While the oven is preheating, pulse all the ingredients for the crust in a food processor or blender. When the crust ingredients are blended, you can press the crust down into a square pan with a spatula. Pop the crust into the oven and let it cook for 5 minutes. Then take it out of the oven.
While the crust is doing its thing in the oven, add all of the ingredients of the cheesecake layer to the bowl of a stand mixer and mix until combined.
Pour the cheesecake layer to the crust and return the crust and the cheesecake to the oven. Let it cook for 8 minutes to allow it to set.
You can skip cooking the cheesecake layer if you want and just directly top the uncooked cheesecake layer with your pumpkin layer.
However, I cooked the cheesecake layer first to help me get the pretty layered look that these bars have.
As the cheesecake layer cooks, mix all of the ingredients together for the pumpkin pie layer.
Once you take the cheesecake crust out of the oven, pour the pumpkin pie layer over the cheesecake layer and spread it out evenly. Then you let the whole thing cook for 35 to 40 minutes.
After that, refrigerate the bars for at least 4 hours prior to cutting and serving.
To make them even more extra special than they already are, you can top them with any of the Honest Syrups that you like. So many of the flavors would be amazing on these bars.
Do I have to store these pumpkin cheesecake bars in the fridge?
Yes, these pumpkin bars should be kept in the fridge until they are gone or for up to 4 days.
I highly doubt they will last that long though. With their buttery crust and layers of creamy cheesecake and pumpkin pie filling, these bars get eaten super fast!
Can you freeze these keto pumpkin pie bars?
Yes, these bars freeze well. In fact, if you wanted to make them ahead of time and freeze them up to a month ahead of time you can. Just let the bars cool completely in the fridge and then freeze the whole tray.

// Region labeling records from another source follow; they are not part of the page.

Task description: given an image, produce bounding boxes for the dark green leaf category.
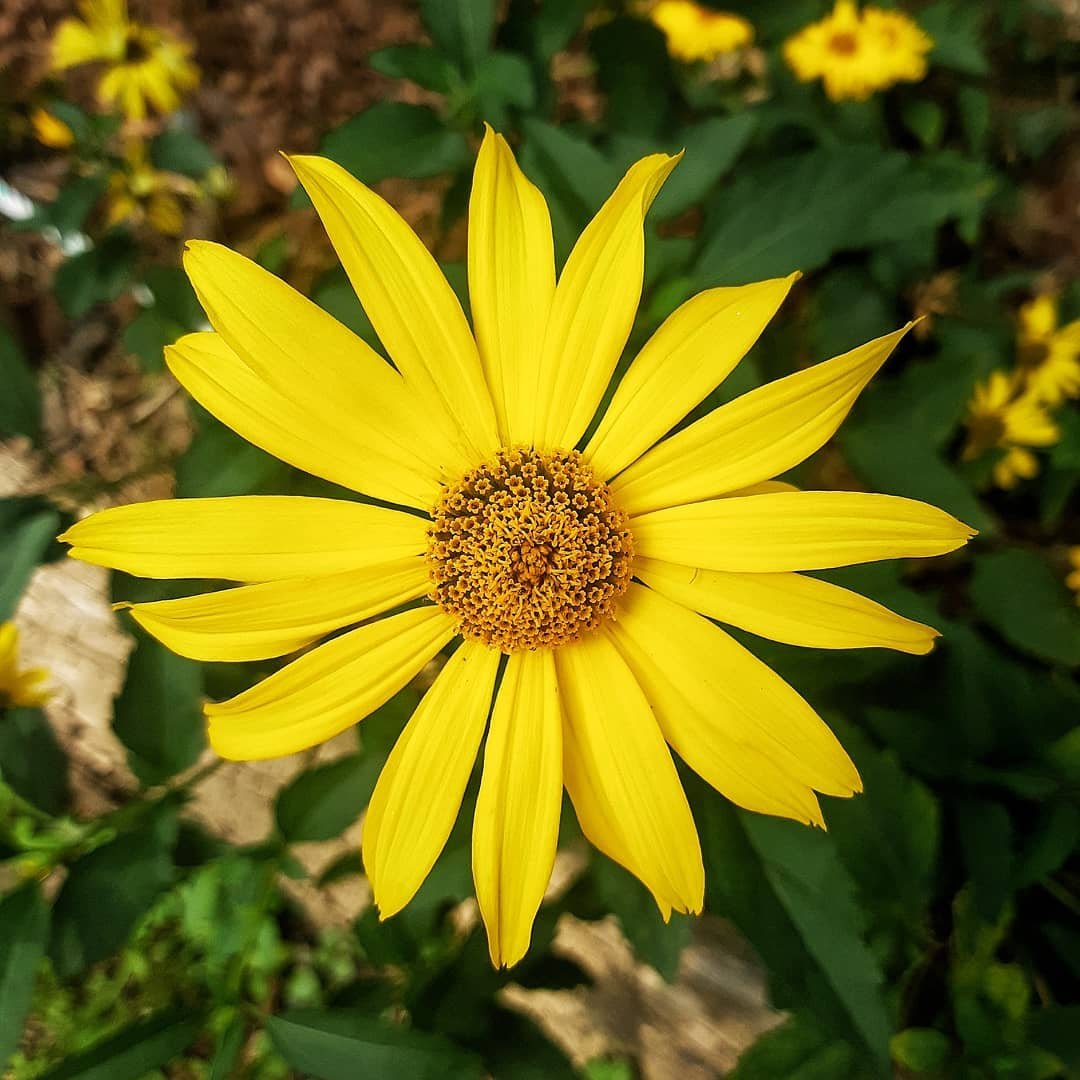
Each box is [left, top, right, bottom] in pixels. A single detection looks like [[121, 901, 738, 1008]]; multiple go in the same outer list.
[[0, 708, 69, 816], [0, 498, 60, 622], [971, 549, 1080, 667], [112, 621, 206, 786], [367, 45, 461, 94], [698, 146, 906, 287], [0, 325, 41, 438], [150, 130, 218, 180], [274, 754, 382, 843], [320, 102, 470, 184], [43, 1012, 201, 1080], [0, 885, 49, 1071], [420, 0, 495, 72], [652, 112, 757, 219], [49, 805, 177, 976], [267, 1011, 483, 1080]]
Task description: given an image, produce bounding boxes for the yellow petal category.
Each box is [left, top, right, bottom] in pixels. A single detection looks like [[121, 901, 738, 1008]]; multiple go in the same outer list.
[[631, 491, 975, 573], [473, 649, 563, 968], [608, 584, 862, 807], [288, 157, 499, 461], [363, 642, 499, 919], [634, 558, 939, 656], [119, 555, 431, 661], [205, 607, 456, 761], [469, 127, 555, 445], [531, 153, 679, 449], [555, 634, 705, 913], [611, 323, 914, 514], [184, 241, 465, 496], [585, 273, 799, 480], [59, 495, 428, 581]]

You could even cut a few squares and freeze them for later in the event you don’t think you will eat them all within 4 days of making them.
Almond Pecan Crust
Keto Cheesecake Layer
- 8 oz cream cheese
- 1/4 cup sour cream
- 2 large eggs
- 1 tsp vanilla
- 1/4 cup Granular Monk Fruit Erythritol
Pumpkin Pie Layer
- Preheat the oven to 350
- Mix all of the ingredients for the crust in a blender or bowl.
- Use a rubber spatula to press the crust down into the square pan
- Cook crust for 5 minutes and remove it from the oven
- Mix cheesecake layer by adding all of the ingredients to a stand mixer
- Add the cheesecake layer to the pre-cooked crust & cook this layer for 8 minutes
- Mix all of the ingredients for the pumpkin pie layer
- Add it to the top of the cheesecake layer
- Cook for an additional 35-40 minutes. You want the center of the cheesecake to be jiggly.
- Allow the dessert to cool. Refrigerate it for at least 4 hours.